I have a number of friends who live in Sweden, most of them Americans who have Swedish spouses like me, and they have embraced the over-the-top campy nature of the event. I’ll see their posts about the preliminary competitions, Melodifestivalen, and who they’re going to vote for, who had the worst song or outfits, but come the grand finale of Eurovision, my Twitter feed is non-stop snarky comments about the schmaltziest acts Europe can dish out.
To my knowledge, Bo Kaspers Orkester has never taken part in any of that, but I wanted to have a little taste of Sweden to represent them tonight since Denmark took home the big prize. I like a number of bands from Sweden but most of them sing in English and I thought it would be nice to have something maybe a bit more Swedish. This video comes from another Swedish singing festival, Allsång på Skansen, which is held every summer in Stockholm. The whole idea is that everyone is supposed to sing along, it’s mostly songs everyone knows, people bring the kids, it’s kind of an institution. I think what might be the best thing about it is that it’s so beautiful there. And look, it’s like 9pm and it’s still broad daylight.

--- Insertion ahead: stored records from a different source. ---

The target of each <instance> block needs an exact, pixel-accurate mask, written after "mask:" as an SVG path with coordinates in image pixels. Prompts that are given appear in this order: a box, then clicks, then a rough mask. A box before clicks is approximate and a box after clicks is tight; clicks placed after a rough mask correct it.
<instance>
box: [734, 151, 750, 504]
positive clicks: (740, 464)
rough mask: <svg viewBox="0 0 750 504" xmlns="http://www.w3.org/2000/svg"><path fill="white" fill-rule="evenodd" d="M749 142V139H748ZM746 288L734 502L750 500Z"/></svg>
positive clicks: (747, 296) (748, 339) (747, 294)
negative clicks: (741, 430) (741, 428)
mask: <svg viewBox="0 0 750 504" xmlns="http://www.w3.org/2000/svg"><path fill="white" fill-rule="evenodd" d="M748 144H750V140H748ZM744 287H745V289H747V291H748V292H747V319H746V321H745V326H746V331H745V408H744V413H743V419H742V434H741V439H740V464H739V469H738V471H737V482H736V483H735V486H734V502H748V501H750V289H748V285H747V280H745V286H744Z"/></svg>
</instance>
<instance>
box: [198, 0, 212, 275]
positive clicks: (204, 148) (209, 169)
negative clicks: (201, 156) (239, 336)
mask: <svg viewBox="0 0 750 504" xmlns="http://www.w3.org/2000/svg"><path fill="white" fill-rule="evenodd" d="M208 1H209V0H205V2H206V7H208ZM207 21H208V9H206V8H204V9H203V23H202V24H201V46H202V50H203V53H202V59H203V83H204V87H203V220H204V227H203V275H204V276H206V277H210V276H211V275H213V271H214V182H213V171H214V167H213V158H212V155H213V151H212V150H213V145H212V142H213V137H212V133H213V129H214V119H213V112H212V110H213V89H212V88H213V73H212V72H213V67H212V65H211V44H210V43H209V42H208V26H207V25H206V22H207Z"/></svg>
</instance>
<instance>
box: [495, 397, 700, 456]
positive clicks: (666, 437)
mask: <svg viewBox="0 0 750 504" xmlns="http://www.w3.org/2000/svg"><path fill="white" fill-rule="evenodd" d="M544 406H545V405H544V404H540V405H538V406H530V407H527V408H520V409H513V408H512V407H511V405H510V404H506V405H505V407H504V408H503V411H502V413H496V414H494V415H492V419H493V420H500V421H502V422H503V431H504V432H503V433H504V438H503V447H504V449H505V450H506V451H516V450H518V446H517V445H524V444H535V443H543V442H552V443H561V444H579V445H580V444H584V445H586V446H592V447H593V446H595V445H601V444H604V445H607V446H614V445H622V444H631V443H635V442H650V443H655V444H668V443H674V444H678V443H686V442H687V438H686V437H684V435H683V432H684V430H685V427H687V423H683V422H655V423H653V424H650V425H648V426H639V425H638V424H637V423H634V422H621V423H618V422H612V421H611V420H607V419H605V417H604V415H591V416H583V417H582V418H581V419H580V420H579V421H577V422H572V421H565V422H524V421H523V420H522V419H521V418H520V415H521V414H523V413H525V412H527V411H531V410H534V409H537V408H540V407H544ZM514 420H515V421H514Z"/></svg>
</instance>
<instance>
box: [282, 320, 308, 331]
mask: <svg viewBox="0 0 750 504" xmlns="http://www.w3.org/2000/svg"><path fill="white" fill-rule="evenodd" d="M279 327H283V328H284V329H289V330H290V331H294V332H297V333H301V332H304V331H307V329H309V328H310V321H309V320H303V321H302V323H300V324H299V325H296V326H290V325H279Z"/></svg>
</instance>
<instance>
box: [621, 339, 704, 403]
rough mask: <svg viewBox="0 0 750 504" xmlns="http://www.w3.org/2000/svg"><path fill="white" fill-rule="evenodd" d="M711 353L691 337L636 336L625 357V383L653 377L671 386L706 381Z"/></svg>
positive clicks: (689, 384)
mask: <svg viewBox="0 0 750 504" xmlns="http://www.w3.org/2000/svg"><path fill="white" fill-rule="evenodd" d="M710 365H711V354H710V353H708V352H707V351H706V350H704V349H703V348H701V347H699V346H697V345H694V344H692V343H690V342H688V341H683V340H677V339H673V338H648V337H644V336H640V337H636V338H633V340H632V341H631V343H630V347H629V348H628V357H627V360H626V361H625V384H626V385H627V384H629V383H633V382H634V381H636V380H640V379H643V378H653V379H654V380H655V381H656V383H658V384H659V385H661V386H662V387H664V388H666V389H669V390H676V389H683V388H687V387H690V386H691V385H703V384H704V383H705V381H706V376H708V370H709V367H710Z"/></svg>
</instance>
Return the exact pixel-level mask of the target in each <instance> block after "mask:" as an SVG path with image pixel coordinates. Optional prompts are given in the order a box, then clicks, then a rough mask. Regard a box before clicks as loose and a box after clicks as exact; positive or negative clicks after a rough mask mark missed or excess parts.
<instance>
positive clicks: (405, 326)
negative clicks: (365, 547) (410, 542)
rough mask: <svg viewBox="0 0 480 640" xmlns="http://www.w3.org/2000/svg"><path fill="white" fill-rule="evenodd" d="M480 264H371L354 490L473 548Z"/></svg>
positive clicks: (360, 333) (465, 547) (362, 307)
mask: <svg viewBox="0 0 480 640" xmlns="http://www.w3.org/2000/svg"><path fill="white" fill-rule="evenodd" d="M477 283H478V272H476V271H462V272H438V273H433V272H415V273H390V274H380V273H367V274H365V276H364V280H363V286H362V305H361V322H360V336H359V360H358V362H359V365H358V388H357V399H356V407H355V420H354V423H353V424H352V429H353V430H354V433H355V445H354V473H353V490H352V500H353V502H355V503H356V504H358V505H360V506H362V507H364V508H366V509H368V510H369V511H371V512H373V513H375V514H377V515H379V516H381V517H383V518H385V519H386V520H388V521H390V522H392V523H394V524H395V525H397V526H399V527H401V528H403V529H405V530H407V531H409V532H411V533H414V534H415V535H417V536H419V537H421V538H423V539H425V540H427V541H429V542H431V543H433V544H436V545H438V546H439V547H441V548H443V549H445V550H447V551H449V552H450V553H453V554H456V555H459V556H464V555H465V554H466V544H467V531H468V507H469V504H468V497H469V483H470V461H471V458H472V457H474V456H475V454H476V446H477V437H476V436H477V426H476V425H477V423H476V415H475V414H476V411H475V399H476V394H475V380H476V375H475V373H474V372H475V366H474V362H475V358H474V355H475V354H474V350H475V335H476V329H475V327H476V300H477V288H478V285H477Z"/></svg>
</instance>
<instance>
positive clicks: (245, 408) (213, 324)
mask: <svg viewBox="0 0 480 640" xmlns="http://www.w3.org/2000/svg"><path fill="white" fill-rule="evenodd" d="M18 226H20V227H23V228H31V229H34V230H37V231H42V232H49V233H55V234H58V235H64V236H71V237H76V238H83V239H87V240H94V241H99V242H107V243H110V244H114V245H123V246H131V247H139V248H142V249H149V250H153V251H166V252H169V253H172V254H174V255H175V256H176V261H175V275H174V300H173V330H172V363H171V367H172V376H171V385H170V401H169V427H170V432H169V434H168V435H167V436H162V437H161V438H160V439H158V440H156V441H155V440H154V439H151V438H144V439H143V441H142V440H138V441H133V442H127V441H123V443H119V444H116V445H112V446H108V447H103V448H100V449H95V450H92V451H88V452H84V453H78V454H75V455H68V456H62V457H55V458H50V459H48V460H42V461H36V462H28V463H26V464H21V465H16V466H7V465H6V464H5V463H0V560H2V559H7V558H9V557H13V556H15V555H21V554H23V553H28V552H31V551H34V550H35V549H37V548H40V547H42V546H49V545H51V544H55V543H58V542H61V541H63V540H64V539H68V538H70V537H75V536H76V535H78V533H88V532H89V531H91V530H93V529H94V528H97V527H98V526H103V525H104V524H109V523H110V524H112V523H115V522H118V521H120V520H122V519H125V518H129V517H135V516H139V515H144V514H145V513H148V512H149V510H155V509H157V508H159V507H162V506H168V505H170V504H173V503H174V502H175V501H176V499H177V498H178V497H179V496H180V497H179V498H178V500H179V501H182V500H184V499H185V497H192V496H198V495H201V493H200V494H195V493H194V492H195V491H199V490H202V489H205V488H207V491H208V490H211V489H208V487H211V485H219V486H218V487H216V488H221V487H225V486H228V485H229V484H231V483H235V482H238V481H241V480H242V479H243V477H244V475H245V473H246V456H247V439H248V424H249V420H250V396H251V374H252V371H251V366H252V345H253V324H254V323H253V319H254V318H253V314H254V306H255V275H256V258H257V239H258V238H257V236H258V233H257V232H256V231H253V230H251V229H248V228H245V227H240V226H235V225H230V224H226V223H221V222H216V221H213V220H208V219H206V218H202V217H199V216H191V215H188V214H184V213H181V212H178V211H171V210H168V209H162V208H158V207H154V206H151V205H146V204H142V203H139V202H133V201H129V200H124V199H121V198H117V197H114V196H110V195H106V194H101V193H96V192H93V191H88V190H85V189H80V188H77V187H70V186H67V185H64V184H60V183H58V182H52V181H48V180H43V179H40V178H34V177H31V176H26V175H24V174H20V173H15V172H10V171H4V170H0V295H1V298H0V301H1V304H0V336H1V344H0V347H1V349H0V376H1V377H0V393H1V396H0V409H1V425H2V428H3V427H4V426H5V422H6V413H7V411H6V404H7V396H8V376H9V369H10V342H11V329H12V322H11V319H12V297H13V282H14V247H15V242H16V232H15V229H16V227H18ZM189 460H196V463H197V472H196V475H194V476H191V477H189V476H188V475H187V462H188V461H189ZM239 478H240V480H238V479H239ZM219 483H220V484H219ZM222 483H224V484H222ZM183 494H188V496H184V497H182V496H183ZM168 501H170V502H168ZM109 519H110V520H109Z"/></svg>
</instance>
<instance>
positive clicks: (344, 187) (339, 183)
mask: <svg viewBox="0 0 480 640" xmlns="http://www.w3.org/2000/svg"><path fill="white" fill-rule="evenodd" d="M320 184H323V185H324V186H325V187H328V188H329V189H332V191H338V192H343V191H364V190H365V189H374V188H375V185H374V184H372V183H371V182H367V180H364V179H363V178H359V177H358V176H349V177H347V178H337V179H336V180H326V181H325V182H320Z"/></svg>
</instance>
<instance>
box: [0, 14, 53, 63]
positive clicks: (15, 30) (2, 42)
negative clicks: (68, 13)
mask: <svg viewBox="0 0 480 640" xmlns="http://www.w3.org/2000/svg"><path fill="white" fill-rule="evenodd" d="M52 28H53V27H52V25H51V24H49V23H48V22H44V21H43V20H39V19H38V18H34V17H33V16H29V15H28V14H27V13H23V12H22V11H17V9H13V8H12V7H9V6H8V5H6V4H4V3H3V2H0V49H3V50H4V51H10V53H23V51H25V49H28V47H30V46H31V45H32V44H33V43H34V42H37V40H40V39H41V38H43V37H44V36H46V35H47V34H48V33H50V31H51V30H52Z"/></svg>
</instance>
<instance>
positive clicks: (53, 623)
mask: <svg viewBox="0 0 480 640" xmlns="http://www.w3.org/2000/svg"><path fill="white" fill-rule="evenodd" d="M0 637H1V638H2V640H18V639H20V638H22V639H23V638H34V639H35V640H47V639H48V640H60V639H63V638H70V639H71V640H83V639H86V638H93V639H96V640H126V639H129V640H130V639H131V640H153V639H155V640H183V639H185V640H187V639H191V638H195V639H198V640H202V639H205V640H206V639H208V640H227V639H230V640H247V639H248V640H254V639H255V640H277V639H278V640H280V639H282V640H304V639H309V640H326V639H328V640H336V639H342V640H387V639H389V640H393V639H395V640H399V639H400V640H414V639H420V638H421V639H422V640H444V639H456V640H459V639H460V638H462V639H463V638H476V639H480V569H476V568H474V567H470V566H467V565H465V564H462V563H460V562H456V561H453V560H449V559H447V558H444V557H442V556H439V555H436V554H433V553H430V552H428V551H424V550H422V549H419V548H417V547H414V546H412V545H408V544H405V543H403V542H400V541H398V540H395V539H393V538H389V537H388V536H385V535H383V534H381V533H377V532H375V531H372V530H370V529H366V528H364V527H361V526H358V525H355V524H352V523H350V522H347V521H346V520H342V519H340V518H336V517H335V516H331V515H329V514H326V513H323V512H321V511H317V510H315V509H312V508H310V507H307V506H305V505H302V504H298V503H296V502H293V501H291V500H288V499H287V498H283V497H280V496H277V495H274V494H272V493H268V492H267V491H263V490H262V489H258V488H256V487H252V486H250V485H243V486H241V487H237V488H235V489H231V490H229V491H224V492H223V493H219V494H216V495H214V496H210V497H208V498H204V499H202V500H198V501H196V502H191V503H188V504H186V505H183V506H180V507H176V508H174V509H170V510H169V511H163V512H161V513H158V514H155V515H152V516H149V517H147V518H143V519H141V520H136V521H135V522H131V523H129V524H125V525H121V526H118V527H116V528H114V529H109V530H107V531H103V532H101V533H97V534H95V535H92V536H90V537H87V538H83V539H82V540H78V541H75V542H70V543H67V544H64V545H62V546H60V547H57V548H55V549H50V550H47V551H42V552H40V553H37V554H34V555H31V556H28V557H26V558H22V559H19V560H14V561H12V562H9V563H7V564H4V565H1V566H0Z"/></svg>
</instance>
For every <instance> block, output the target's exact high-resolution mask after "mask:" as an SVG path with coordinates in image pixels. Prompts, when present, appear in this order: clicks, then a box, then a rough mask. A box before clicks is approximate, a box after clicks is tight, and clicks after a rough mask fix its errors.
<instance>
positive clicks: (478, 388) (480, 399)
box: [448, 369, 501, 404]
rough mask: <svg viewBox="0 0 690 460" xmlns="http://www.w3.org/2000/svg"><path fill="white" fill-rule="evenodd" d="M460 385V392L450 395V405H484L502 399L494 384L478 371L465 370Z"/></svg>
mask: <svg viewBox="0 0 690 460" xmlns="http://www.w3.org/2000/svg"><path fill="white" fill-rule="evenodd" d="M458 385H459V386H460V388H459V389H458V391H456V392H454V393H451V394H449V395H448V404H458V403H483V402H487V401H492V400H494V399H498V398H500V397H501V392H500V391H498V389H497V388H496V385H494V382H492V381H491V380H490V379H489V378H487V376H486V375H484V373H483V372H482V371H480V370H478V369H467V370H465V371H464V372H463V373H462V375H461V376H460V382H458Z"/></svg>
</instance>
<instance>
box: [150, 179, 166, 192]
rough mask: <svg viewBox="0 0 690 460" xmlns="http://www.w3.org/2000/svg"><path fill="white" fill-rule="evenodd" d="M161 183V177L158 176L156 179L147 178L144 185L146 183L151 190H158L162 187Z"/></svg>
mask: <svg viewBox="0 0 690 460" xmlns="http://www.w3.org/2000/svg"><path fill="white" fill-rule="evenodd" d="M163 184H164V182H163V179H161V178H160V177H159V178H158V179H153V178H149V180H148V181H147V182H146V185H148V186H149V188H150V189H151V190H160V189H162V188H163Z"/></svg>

The first time I went to Sweden with my then boyfriend, I lobbied hard to go up to Dalarna in central Sweden because I’d grown up loving all of Carl Larsson’s paintings and Astrid Lindgren’s stories and I wanted to see places that looked like those. We had a friend from graduate school (where we’d met) who lived near there so we stayed with him for a couple of days and saw the sights. The first night we sat up talking and the Swedes all kept glancing at their watches and finally had to tell me that it was 1am and we probably ought to go to bed. It looked like it was maybe 8:30 outside to me and I was so buzzed from all the extra sunlight. One of my American friends now lives way up in the north of Sweden where it never actually gets dark in the peak summer time. Of course the flip side is that they have very little daylight in the winter. Which is why I always try to have our visits as close to Midsommar as possible.